Процесс интернализации можно назвать также демифологизацией: то, что прежде наделялось независимым существованием, мыслилось как отдельная сущность, признается внутренним фактом сознания. Миф о «внешнем» мире, о «внешних» смыслах, о «внешнем» Боге отвергается. Что выявляет как бы саму сущность человеческого, прежде скрывавшуюся в символических действиях. Эта демифологизация обусловливает порыв к освобождению от любых правил и условностей, а фактически – от символизации в целом, которая отныне вся определяется как узкая сфера эстетического, формального, условного. Вся культура, вся специфически человеческая деятельность, осознается как произвольная, условная, эстетическая. Потому и происходит упадок эстетики в жизни: во все эти формы можно «поиграть», но реальной необходимости в них, как теперь видно, нет. Однако тем с большим энтузиазмом и самозабвением в демифологизированном мире человек начинает придаваться тому, что, как он прекрасно знает, есть только игра: искусству, спорту, моде, просто развлечению. Сфера «необходимости» и сфера «игры» осознаются как раздельные, и только в этих условиях игра может утвердиться как таковая, даря радость через сознание себя играющим.

В то же время, чем более условной и субъективной признается игра, тем, меньше у нее шансов на то, чтоб наполнить собою «реальную жизнь». Потому вместе с осознанием внутренней свободы возникает и осознание невозможности реального освобождения, сознание тотального детерминизма. Это противоречие всегда обнаруживается в основаниях пессимистической критики, неизбывной тоски, характерной для постмодерна.

«ЛИНГВИСТИЧЕСКИЙ ПОВОРОТ» В ФИЛОСОФИИ XX ВЕКА

Однако прежде, чем перейти к разговору об этой критике, стоит рассмотреть ряд других, связанных с только что описанной, специфических характеристик культурной ситуации XX в.

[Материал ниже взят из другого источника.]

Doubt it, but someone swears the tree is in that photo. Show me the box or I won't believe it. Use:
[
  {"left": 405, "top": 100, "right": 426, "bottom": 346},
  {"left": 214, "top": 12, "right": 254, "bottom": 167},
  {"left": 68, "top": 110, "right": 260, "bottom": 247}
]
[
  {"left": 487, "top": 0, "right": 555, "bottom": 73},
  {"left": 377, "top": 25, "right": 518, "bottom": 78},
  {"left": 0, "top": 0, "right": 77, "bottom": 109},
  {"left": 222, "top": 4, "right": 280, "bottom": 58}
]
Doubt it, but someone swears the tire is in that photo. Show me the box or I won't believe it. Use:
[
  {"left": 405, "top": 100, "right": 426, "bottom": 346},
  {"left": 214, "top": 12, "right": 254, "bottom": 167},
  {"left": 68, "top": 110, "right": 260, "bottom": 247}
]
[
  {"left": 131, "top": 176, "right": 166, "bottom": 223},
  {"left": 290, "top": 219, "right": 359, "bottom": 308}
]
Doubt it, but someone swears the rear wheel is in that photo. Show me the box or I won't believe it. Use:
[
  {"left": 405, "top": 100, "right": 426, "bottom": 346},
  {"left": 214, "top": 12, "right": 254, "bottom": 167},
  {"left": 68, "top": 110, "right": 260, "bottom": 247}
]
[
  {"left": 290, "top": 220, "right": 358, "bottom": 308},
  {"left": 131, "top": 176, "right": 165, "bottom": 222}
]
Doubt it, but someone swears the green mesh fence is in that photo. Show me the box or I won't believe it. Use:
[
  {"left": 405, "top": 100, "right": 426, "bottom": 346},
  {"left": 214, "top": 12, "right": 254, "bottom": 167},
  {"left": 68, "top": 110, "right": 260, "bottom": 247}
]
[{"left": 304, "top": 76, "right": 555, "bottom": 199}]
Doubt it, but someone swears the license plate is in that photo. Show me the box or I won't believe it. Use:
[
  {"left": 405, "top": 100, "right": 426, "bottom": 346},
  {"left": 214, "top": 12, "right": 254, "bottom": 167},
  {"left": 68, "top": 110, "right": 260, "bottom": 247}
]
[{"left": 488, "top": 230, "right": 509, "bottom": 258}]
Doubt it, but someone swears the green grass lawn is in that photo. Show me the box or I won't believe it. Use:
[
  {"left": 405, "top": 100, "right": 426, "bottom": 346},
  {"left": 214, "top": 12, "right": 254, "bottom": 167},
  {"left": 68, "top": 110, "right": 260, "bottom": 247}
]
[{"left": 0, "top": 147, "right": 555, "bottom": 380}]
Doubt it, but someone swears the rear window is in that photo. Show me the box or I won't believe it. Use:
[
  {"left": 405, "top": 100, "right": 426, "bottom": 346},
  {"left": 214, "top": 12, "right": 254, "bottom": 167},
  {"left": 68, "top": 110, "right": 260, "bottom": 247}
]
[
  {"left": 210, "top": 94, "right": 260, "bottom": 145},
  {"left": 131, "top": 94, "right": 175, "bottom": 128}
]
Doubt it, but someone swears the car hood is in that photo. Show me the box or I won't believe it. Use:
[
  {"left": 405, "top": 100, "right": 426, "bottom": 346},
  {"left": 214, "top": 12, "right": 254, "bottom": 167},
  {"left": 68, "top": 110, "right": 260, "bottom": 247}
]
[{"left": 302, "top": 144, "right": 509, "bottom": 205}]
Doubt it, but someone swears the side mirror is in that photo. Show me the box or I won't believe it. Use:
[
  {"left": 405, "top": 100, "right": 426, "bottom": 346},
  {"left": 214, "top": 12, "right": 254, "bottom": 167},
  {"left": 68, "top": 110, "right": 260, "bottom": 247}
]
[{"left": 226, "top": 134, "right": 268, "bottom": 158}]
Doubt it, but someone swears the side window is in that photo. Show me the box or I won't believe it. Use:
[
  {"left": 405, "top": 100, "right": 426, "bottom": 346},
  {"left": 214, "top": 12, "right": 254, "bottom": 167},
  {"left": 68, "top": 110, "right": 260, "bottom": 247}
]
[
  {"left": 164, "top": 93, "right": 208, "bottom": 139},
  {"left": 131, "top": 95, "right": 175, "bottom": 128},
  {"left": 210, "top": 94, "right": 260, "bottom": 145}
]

«Именно способ подхода к решению проблем, а не то, в чем конкретно они заключаются, закрепляет их за данной эпохой… “Методика” решения (или трактовка) проблемы начинается с ее первоначального выражения в виде вопроса… В философии такая расстановка проблем является самым важным вкладом какой-либо школы, направления или эпохи. Это и есть “гений” великой философии; в его свете возникают, господствуют и умирают системы. Следовательно, философия больше характеризуется формулированием своих проблем, а не решением их. Ее ответы устанавливают строгую систему из фактов, но ее вопросы создают структуру, в которой из фактов вычерчивается картина. Вопросы создают больше, чем структуру, они задают точку зрения, дают палитру, стиль, в котором рисуется картина, - все, кроме объекта. В основе наших вопросов лежат принципы анализа, и наши ответы могут выражать все, что эти принципы способны дать»[107], – так говорит в начале своей знаменитой работы «Философия в новом ключе» (1969) С. Лангер, ученица неокантианца Э. Кассирера, развивающая его концепцию «символических форм» и выводящая на первый план среди проявлений человеческой активности язык. В той же книге она утверждает, что «по-видимому, нет никаких простых, аморфных или несовершенных языков, какие, например, естественно было бы обнаружить у людей с низким уровнем культуры. Народы, которые еще не изобрели текстиль, которые живут под крышами из сплетенных ветвей, все еще не испытывают потребности в частной собственности и не знают никакой безнравственности, хотя и жарят на обед своих врагов и, при всем этом, несмотря на свои безобразные пиры, общаются на языке столь же грамматически правильном, как греческий, и столь же беглом, как французский. С другой стороны, животные совершенно не имеют речи…»[108] Здесь, а не где-либо, проходит граница: в способности к символизации. В ней Лангер видит главное отличие человека от других живых существ и главный признак наличия сознания. Все остальное в человеческом мире, или в «мире культуры» зависит уже от способности к символизации, все порождается ею, конституируется ею. Символизация проводит границу между миром природы и миром культуры, формирует этот мир, задает его принципы, его первоначало, его «архэ», далее которого уже невозможно идти, так как все, о чем бы мы ни говорили, мы говорим в языке, и выйти за его пределы мы уже не можем.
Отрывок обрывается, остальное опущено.